Continuing from last week, hopefully you have grasped my basic argument that while some of the differences between sprinters and endurance athletes does have to do with training it’s also partly genetic, some of which is racial (I didn’t get into detail about this and spare me the racist comments), and some of which is sporting selection for certain body types.  Mostly whether or not a given individual who does one sport or the other has more to do with the presence or absence of weight training than anything else.

But let’s play a game today.  Let’s ASSume that the body types of sprinters is built by their sprint work (I still see this floating around, the idea that you should run sprints to be built like a sprinter even if it’s total nonsense).  It’s not true but let’s assume that it is.  And I want to assume that it is to make a point that what people think sprint training is or the types of training they use this idiotic comparison to promote is actually almost never what sprinters actually do.  I’ll also address an alternate part of the argument is that sprint training is not only superior but more time efficient than endurance training.

And here’s my own tl;dr: All of those ideas are completely false.  And now I’ll show you how that is the case.
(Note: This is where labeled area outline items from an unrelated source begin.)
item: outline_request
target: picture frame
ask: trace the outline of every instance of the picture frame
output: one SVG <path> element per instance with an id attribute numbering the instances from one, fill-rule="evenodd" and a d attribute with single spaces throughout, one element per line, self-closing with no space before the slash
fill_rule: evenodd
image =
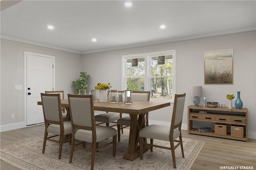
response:
<path id="1" fill-rule="evenodd" d="M 233 84 L 233 49 L 204 52 L 204 84 Z"/>

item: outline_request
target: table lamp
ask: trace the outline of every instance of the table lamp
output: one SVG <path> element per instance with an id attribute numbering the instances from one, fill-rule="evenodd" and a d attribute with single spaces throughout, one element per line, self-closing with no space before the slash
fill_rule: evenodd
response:
<path id="1" fill-rule="evenodd" d="M 201 86 L 192 86 L 191 87 L 191 96 L 194 96 L 193 98 L 193 103 L 196 106 L 198 106 L 200 103 L 200 98 L 202 96 L 202 90 Z"/>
A bunch of years back, High-Intensity Interval Training or HIIT (not to be confused with the 1-set to failure HIT weight room work) became popular.  Here’s some trivia, I believe that I was one of the first people to actually write about this in my first book on ketogenic diets in the late 90’s.  I had known for a lot of years that the intensity of aerobic work really didn’t matter (i.e. the Fat Burning Zone is crap and calorie expenditure was the primary driver on fat loss in the big scheme of things) and wrote about the Tremblay study in The Ketogenic Diet (I recall MM2k having done an article about it as well).  But as usual it would be years before the industry jumped on the HIIT bandwagon.

And jump they did.  With increasing amounts of evidence that HIIT was more time efficient and had at least the same health and physiological benefits as longer duration exercise (at least for a while anyhow, fitness gains tapered off pretty quickly), everybody got on board.  Maybe the most misunderstood study was the Tabata study/protocol which you can read about.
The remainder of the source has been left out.